A look back up the backside where we had just came down from. I have no idea where we came from looking at this photo, but it's up there somewhere. Tony approaching one last snow crossing on the backside. Here's me on the finishing side of same part. Nice view of some valley. We still had a long way to go down. Charlotte Lake which we passed as we continued our way down. This day was incredibly painful as the hike was fairly long and it was our 4th day out and we'd gone up some steep and technically challenging slopes and now had to descend for quite some time. Even in pain, though, I could appreciate this nice mountain. Looking in a direction we thankfully were not going, it looked like some trouble was brewing in the ominously dark clouds.
Continuing on, we stopped to take a little rest and have some jolly ranchers at a spot with a very nice meadow. A low-angle view of the meadow. Tony, looking in trouble. A huge pile of rocks from probably hundreds of years of slides as we continue on to the camp that never seemed to come. My feet were killing at this point and I knew I would be hobbling once I'd taken my shoes off.
Nice pinnacles as we are now close to camp. Nice mix of terrain somewhere as daylight fades a bit. A sweet waterfall near the camp. Here's a little movie (5MB) of it showing the forces of this water gushing down the gulley. A nice combo falls pic; close wide one and far off straight-down one. There was still so much water from the winter snow that I'm sure there were many rogue falls that usually are never present on the route we took.
We finally made camp around 5:00 and cleaned our feet in the freezing river. I think I also went fully in since I felt very nasty and it gave me the shivers for a while after I got out. Tony dries his nasty foot off in the tent with his hat. Late day sun lights up the tall rocks towering over the camp site.
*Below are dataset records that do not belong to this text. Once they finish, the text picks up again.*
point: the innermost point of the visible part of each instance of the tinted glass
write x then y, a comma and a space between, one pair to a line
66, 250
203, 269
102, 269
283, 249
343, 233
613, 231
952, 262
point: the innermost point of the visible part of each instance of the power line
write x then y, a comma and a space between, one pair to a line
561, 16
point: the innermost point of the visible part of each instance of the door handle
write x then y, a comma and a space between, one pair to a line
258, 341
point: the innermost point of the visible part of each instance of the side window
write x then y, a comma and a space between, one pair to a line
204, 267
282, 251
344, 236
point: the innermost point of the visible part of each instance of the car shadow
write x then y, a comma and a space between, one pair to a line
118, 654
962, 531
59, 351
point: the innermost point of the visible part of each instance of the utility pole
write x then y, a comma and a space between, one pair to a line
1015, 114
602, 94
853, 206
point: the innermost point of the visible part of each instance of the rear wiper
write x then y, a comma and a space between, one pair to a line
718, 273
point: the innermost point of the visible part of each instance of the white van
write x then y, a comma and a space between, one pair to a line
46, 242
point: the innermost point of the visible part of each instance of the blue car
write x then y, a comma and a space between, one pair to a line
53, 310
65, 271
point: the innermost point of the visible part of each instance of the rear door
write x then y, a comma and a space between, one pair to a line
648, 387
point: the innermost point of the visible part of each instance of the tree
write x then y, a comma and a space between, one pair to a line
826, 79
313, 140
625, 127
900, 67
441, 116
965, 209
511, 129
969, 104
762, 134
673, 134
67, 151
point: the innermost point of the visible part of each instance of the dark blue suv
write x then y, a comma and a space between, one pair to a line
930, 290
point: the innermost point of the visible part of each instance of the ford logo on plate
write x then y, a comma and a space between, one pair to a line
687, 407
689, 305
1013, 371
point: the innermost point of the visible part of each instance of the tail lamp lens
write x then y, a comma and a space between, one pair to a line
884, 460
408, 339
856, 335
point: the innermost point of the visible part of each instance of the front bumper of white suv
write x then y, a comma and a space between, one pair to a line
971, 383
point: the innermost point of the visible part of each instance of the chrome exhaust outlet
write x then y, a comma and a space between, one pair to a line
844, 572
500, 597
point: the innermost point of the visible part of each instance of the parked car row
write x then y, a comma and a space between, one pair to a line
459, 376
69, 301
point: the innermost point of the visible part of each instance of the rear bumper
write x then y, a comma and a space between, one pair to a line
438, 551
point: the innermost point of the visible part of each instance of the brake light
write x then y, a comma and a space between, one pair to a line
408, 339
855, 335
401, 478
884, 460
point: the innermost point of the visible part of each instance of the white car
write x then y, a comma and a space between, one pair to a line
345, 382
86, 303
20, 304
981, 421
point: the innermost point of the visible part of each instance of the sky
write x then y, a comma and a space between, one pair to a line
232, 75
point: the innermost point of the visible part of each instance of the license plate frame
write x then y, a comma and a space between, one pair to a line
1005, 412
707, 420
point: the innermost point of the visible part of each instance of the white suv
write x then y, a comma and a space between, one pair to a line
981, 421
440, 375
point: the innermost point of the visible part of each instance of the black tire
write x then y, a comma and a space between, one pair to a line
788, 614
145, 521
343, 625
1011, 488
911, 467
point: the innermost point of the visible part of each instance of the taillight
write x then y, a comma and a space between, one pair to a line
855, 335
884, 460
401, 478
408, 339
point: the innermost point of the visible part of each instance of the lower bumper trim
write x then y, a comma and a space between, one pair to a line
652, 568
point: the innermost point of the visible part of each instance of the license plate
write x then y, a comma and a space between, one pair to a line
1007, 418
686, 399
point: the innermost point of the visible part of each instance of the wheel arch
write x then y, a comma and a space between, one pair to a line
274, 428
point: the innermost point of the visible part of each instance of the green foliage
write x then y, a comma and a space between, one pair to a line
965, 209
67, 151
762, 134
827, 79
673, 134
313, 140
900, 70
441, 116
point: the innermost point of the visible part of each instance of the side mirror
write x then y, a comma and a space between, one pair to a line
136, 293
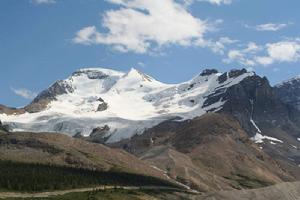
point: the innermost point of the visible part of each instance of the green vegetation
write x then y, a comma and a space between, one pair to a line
117, 194
113, 194
17, 176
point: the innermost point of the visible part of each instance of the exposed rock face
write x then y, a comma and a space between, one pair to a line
11, 111
58, 88
255, 104
98, 134
92, 74
3, 128
289, 92
208, 153
208, 72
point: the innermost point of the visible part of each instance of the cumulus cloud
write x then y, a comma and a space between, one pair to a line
43, 1
270, 27
217, 46
25, 93
282, 51
141, 25
218, 2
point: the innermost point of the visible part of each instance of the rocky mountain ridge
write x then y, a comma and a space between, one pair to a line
96, 97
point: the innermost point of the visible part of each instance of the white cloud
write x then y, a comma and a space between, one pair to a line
218, 2
219, 46
288, 51
25, 93
270, 27
282, 51
141, 25
43, 1
141, 64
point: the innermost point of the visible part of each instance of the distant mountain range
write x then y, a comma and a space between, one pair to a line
215, 131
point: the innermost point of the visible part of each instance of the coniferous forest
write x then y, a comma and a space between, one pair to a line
17, 176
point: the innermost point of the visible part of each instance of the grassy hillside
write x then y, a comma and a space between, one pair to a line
16, 176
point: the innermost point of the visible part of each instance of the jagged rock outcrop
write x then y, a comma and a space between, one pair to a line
208, 153
289, 92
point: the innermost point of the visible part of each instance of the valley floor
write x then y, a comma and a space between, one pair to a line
283, 191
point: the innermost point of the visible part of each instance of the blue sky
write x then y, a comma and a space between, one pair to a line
42, 41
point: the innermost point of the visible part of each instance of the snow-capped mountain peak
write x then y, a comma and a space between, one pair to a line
128, 103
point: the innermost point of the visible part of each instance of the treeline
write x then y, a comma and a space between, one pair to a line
15, 176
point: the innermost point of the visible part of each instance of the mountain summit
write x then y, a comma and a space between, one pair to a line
128, 103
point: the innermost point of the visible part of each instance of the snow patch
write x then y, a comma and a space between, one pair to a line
135, 102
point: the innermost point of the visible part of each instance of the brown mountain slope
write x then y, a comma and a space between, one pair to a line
211, 152
63, 150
View in the other direction. Around 7:30, the lighting on the rocks is brilliant. Dusk arrives, but the view is still nice.
I had left my car back up at the park entrance under a tree and it was already seriously scummy from my NW Trek and now had added 5 days of pollen on it. Front, Back. I got a carwash the next weekend and the washers seemed geniunely impressed with the level of filth I had saved up for them to clean.